A Blob is a nice way to work with unstructured data. It allows you to have different views into data (bits, bytes, ints, etc), run analyses, and easily slice the data. I wrote it to save Shellphish some time with crypto and forensics challenges.
Blob provides a Blob
class that enables all sorts of cool operations:
# blobs can be created from byte or bit data
a = blob.Blob('ABCD')
a = blob.Blob(data_bits='01000001010000100100001101000100')
assert a == b
# blobs seamlessly translate between the two
assert a.data_bits == '01000001010000100100001101000100'
assert b.data == 'ABCD'
# use integers to access bytes and floats to access bits
assert b[1] == 'B'
assert a[1.] == '1'
assert b[1:-1] == 'BC'
assert a[8.:-8.] == 'BC'
# blobs provide lots of useful operations
print a.size, "divides cleanly into", a.blocksize_candidates()

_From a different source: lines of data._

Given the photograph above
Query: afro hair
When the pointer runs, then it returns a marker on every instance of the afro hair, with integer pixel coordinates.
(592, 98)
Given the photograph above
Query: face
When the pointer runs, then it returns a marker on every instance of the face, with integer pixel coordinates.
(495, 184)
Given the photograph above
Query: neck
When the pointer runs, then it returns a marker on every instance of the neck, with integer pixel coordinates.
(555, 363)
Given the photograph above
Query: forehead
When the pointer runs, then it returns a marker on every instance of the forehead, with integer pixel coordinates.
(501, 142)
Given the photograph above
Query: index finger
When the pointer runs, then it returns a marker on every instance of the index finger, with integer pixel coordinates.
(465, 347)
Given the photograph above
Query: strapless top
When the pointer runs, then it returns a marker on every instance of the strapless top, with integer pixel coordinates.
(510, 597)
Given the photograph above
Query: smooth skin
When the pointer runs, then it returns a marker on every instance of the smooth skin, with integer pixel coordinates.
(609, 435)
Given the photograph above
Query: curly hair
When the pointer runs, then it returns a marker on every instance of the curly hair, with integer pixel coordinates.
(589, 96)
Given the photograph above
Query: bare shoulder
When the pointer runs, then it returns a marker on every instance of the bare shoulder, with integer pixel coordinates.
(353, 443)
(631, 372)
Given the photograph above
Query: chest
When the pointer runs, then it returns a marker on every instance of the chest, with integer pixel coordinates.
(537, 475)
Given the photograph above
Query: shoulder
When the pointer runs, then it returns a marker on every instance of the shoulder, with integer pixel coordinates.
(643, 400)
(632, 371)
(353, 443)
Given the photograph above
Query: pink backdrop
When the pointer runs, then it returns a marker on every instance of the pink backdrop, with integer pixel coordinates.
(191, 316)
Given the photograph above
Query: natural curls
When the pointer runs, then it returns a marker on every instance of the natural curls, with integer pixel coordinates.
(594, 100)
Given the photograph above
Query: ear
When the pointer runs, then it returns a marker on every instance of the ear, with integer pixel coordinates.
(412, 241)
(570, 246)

print a.size_bits, "divides cleanly into", a.blocksize_bits_candidates()
print "The second half of a is:", a.offset(2)
print "Letters of A are:", a.split(size=1)
print "Split on the 'B':", a.split(sep='B')
# and bitwise ops!
assert a | '\x20\x20\x20\x20' == 'abcd'
The design goals for blob are:
- well tested - we should be able to use this in CTFs without worrying that it's buggy
- familiar - blobs should comply with other Python API where possible
- flexible - we should be able to do stuff that we don't necessarily anticipate with blobs
Each blob should be able to:
- load some data as a blob (bits or bytes)
- reason about "block size" (i.e., even divisions of the blob)
- split the blob by blocksize
- split the blob into n chunks
- split the blob by a byte separator
- split the blob by a bit separator
- produce arrays of integers
- xor/or/and blobs together
- bitwise not on blobs
- calculate entropy
- calculate chi-square
- offset the blob by some number of bits or bytes
- produce arrays of bitstrings
- support blobs that aren't byte-aligned (testing needed)
- analyze randomness of data
- run sliding-window entropy and randomness tests
- do a distribution of various n-grams
- find repeating patterns
- swap endness
- append/interleave blobs
- get printable strings
- get dictionary words
- apply error-correction like reed-solomon
- compute hashes and checksums
- track the blob hierarchy, do automatic analysis, and organize blobs ('input', 'keys', 'interesting', 'unknown')
- crypto functionality to apply a cipher to some code (pass-through to pycrypto for real stuff, but might be nice to implement for reuse?)
- block chaining functionality to apply cbc/ebc/ctr/etc